An Overlooked Story in Mark’s Passion Narrative

by Ben Cheng
Palm Sunday of the Lord’s Passion

Isaiah 50:4-7

Philippians 2:6-11

In the beginning of the Holy Week, the Gospel of Mark begins the passion narrative with a unique but strange story about a woman pouring perfume on the Lord. We heard this story many times but we may barely pay attention to it. Let us take a closer look at this story to unfold its meaning.

"When he was in Bethany reclining at table in the house of Simon the leper, a woman came with an alabaster jar of perfumed oil, costly genuine spikenard. She broke the alabaster jar and poured it on his head” (Mk 14:3). That is how the preface of the passion narrative begins. A woman comes to Jesus with this extremely expensive and precious perfume. She does not give Him a little, nor does she pour only a little on Him, but she breaks open the jar, and pours the whole bottle on to the Lord, so that the aroma fills the space. We may think that we can pick up a bottle of perfume at a cheap local store, but in the ancient world, it is a very expensive item. This extravagant act, therefore, is sniffed at by all those around, and they murmur, “Why has there been this waste of perfumed oil? It could have been sold for more than three hundred days' wages and the money given to the poor” (Mk 14:4-5) How inappropriate!
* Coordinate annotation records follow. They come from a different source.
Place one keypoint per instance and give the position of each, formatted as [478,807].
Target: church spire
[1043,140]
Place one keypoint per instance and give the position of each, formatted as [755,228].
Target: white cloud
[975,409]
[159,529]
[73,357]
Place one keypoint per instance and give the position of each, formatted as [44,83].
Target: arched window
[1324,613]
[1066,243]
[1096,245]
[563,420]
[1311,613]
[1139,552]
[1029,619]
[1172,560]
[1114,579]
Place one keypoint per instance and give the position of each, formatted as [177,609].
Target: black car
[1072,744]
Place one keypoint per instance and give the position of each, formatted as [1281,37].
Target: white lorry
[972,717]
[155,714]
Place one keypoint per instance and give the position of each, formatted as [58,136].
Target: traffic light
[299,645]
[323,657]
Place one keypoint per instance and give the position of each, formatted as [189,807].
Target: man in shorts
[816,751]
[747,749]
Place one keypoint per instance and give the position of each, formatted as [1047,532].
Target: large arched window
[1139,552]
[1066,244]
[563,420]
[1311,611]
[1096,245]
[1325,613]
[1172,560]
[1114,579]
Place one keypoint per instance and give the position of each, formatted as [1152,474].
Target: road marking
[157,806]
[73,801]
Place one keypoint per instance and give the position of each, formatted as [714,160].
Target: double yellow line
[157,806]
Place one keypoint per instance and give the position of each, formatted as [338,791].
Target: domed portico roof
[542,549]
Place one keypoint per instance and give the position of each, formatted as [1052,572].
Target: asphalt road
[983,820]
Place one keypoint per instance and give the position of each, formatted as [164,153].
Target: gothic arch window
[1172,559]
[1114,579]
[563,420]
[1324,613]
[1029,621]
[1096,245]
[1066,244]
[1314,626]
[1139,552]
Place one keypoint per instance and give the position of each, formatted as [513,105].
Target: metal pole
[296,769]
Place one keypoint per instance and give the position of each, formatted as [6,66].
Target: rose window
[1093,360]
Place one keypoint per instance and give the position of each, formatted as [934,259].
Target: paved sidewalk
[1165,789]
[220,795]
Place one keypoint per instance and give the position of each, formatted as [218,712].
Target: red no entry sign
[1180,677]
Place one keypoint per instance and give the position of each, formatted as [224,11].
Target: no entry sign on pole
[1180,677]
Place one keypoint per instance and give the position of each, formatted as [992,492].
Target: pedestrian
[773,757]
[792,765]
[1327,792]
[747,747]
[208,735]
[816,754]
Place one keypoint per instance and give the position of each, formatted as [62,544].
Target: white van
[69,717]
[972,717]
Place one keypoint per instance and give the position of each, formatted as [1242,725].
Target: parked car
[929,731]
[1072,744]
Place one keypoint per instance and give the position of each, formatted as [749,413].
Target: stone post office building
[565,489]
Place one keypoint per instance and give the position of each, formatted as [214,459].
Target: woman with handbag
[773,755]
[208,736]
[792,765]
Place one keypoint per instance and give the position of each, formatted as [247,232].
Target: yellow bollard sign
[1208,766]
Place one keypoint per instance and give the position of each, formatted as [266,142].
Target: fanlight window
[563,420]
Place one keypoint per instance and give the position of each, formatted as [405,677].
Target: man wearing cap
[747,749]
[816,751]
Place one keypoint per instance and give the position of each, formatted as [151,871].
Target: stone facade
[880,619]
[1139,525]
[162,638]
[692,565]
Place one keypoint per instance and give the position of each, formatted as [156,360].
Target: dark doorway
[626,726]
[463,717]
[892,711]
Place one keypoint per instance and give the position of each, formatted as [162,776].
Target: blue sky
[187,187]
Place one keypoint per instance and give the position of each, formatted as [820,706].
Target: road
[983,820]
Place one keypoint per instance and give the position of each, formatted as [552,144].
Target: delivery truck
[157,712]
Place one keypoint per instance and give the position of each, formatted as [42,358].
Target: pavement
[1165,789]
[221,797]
But Jesus silences the critics, and he says, "Wherever the gospel is proclaimed to the whole world, what she has done will be told in memory of her" (Mk 14:9). Jesus praises the woman for her act of generosity, promising truly enough that this act will be forever remembered. This is very touching indeed as we still remember this story two thousand years later! We can imagine the aroma of that perfume, filling not only the room, but laving throughout Jesus’ passion and death as it develops.
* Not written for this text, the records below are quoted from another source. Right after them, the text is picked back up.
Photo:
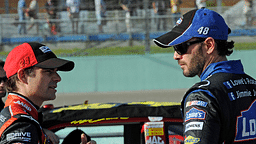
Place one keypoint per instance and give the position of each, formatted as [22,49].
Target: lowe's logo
[246,124]
[195,113]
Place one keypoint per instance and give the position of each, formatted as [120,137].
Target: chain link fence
[142,26]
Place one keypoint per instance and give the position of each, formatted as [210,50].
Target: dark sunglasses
[182,48]
[4,79]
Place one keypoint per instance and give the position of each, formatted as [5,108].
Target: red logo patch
[24,62]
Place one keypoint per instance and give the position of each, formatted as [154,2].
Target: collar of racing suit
[232,66]
[21,105]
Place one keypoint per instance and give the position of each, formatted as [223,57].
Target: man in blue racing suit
[221,108]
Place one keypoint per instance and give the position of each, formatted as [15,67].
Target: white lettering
[24,105]
[2,118]
[237,82]
[241,94]
[155,140]
[244,133]
[252,126]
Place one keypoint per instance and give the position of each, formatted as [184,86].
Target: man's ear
[22,76]
[210,44]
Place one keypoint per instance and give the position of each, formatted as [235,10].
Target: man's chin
[2,94]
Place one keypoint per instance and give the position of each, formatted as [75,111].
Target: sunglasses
[182,48]
[4,79]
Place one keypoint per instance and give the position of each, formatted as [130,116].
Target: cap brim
[60,64]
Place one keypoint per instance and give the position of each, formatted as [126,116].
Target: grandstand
[115,30]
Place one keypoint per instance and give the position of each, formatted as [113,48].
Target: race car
[146,122]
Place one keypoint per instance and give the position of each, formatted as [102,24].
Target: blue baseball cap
[200,23]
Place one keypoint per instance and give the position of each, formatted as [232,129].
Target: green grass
[135,50]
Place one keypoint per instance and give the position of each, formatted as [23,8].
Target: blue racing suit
[222,107]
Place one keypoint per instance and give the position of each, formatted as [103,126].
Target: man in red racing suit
[32,72]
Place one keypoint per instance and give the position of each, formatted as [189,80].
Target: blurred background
[102,21]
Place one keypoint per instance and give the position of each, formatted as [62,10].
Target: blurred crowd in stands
[30,12]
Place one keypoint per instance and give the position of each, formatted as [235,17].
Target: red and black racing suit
[221,108]
[19,122]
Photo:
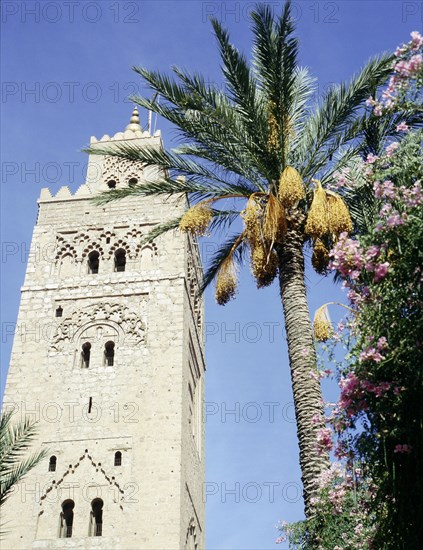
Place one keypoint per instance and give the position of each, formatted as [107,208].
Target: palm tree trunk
[302,359]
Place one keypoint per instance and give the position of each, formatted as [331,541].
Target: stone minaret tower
[108,357]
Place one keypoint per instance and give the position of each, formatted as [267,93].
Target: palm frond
[337,112]
[221,254]
[14,442]
[275,58]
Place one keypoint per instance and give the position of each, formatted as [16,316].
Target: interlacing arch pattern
[107,243]
[71,469]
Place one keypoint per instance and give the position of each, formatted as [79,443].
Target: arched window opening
[120,260]
[93,262]
[118,458]
[109,354]
[85,355]
[96,524]
[52,464]
[66,519]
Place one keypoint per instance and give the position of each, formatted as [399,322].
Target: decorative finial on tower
[134,124]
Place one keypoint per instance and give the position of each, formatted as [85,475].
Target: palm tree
[14,442]
[260,145]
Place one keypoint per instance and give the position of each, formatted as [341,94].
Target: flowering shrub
[406,81]
[376,427]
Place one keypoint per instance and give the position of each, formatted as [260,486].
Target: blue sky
[66,73]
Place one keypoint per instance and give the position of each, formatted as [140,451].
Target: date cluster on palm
[328,217]
[266,219]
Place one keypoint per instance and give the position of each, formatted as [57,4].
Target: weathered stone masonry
[108,356]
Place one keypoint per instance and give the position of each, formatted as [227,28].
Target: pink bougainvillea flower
[381,270]
[402,127]
[403,448]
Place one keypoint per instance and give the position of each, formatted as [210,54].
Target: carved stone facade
[108,357]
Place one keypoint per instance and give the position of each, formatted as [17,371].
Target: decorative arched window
[52,464]
[96,523]
[93,262]
[66,519]
[120,260]
[109,354]
[85,355]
What is so important about the story? It is because by this act, the woman shows us the meaning of the passion, a total gift of self! She understands as her gesture has shown. Paul Tillich, a German Protestant theologian, says, "We can never express religion in rational terms alone". We cannot, and should not reduce Christianity to mere reasoning, just as this woman’s action cannot be reasonably explained or measured. Give everything away, break open the jar, more importantly, break open our own heart and love! Our authentic faith should involve this extravagant offer of self. Furthermore, through her generous act, she participates in Jesus’ own passion. The cross symbolizes Jesus’ act of opening up his own heart, body and life, and giving Himself extravagantly and totally. So this woman does not perform a conservative, prudent and careful act, rather she breaks open the whole jar of perfume, gives up herself, in a loving anticipation of what Jesus Himself will do. We may say, “Do we really need to do to that extreme? Do we have to go to that utmost crucifixion?” Yes, as authentic Christians, we are called to a similar extravagant act in love!

Dear brothers and sisters, what is the holy of holies? It is Jesus on the cross, utterly sharing and giving up Himself. In that supreme moment of weakness, the power and the holiness of God is revealed. Let us follow the example of this woman, let us wholeheartedly pour out our own “perfume” on the Lord, and offer our love to our God and neighbors. Let the perfume from that broken jar, laves over our whole Holy week.